The National Institute of Allergy and Infectious Diseases (NIAID) released its strategy for accelerating research into the diagnosis, prevention, and treatment of COVID-19 this week, establishing four key priorities.
These priorities include improving key knowledge of both COVID-19 and the virus, which causes it, SARS-CoV-2. Much remains to be learned about both, both in how they should be characterized and how they cause infection and disease. Experts still don’t know why some experience only mild symptoms, while others become seriously ill or asymptomatic individuals’ role in spreading the pair. This area of research will be dependent on natural history, transmission, and surveillance studies, along with the development of animal models.
Second, NIAID has emphasized the development of rapid, accurate diagnostics and assays to identify and isolate COVID-19 cases and track the virus’s spread. In a separate report this week, Johns Hopkins University noted that many COVID-19 tests are on the market now, but many fail to provide accurate results. NIAID seeks both molecular assays and new and improved serologic assays to detect antibodies.
A third priority includes characterizing and testing possible treatments for COVID-19, including the identification and evaluation of drugs already approved for other conditions, but which might be repurposed. NIAID is also pursuing novel broad-spectrum antivirals, virus-targeted antibody-based therapies, monoclonal antibodies, and host-directed strategies to target individuals’ immune responses to the virus. Multiple clinical trials will be conducted parallel to one another to enhance the speed of this process.

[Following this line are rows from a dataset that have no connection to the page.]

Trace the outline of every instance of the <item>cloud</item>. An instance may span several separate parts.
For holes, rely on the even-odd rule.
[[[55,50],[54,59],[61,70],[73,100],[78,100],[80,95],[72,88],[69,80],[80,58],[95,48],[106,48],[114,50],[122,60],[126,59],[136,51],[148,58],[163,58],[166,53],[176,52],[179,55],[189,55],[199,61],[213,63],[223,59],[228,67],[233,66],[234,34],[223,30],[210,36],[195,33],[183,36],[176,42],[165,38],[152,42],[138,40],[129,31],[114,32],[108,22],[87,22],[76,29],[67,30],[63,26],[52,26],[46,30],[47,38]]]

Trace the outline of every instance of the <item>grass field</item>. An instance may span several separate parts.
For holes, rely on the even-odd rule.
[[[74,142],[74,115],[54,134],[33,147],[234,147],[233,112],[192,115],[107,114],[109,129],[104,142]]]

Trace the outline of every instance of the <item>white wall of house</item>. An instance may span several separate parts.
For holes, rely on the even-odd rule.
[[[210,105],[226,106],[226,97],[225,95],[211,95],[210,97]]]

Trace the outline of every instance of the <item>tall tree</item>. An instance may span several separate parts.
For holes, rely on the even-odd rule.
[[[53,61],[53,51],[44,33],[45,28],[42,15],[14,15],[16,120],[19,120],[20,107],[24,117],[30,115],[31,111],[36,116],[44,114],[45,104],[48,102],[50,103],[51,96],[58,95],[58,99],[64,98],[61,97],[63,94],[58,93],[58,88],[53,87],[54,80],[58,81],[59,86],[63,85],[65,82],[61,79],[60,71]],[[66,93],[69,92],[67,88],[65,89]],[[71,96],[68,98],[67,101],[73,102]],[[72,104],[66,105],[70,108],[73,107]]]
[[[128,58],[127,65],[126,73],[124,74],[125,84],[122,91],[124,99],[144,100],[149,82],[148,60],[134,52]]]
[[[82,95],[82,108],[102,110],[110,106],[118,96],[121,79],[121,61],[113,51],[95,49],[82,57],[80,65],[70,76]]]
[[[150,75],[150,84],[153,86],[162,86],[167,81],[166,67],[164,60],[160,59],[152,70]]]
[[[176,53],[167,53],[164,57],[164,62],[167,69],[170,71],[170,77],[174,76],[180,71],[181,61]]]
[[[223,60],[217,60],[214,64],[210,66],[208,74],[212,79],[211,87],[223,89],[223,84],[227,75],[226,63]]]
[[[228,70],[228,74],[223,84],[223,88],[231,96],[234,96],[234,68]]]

NIAID’s fourth and final research priority is the development of vaccines that could effectively protect people from infection and prevent future outbreaks of SARS-CoV-2. It’s also a global priority in a world where millions of people have been infected by the virus, according to data from Johns Hopkins University. NIAID’s efforts are focused on adapting vaccine candidates previously used on MERS and SARs coronaviruses and on advancing experimental vaccines through Phase 1 safety and dosing testing, while simultaneously planning for advanced clinical testing of the most promising candidates.